Action Controlled Paraphrasing
Recent studies have demonstrated the potential to control paraphrase generation, such as through syntax, which has broad applications in various downstream tasks. However, these methods often require detailed parse trees or syntactic exemplars, countering human-like paraphrasing behavior in language use. Furthermore, an inference gap exists, as control specifications are only available during training but not during inference. In this work, we propose a new setup for controlled paraphrase generation. Specifically, we represent user intent as action tokens, embedding and concatenating them with text embeddings, thus flowing together into a self-attention encoder for representation fusion.
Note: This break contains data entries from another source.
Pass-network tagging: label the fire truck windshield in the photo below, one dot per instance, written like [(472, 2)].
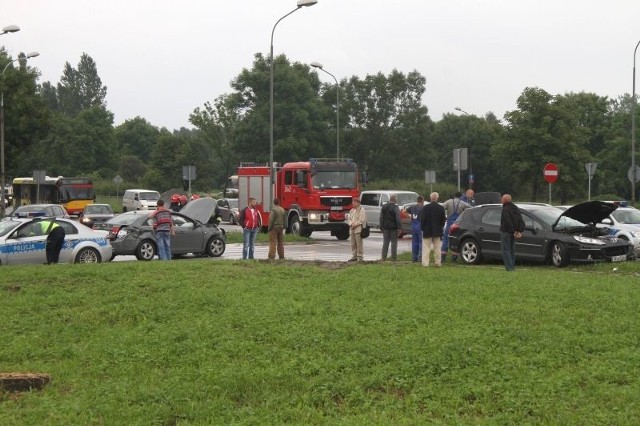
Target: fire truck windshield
[(335, 179)]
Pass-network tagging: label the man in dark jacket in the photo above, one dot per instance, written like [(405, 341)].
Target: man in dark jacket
[(432, 220), (511, 226), (391, 226)]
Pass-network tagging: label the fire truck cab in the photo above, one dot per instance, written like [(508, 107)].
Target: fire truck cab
[(316, 194)]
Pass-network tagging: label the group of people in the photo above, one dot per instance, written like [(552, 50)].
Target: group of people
[(250, 222), (430, 225)]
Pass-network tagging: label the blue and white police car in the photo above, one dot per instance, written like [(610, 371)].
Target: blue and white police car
[(22, 241)]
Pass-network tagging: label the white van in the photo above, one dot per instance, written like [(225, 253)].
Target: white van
[(140, 199), (372, 202)]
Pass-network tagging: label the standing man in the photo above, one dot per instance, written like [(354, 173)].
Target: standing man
[(276, 230), (468, 197), (511, 227), (416, 231), (432, 220), (163, 228), (453, 207), (391, 227), (250, 224), (357, 221), (55, 240)]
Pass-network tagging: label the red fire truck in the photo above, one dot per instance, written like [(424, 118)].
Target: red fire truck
[(316, 194)]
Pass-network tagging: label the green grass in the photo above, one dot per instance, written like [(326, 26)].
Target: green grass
[(257, 342)]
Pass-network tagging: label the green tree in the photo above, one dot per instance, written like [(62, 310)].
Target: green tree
[(80, 88), (540, 131), (26, 118), (299, 117)]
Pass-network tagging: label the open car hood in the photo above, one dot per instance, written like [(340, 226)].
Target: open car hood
[(201, 209), (590, 211)]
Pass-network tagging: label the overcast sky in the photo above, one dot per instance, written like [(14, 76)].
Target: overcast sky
[(161, 59)]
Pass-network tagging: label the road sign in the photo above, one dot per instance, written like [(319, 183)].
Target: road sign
[(550, 172), (630, 174)]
To address the inference gap, we introduce an optional action token as a placeholder that encourages the model to determine the appropriate action independently when users' intended actions are not provided. Experimental results show that our method successfully enables precise action-controlled paraphrasing and preserves or even enhances performance compared to conventional uncontrolled methods when actions are not given. Our findings promote the concept of action-controlled paraphrasing for a more user-centered design.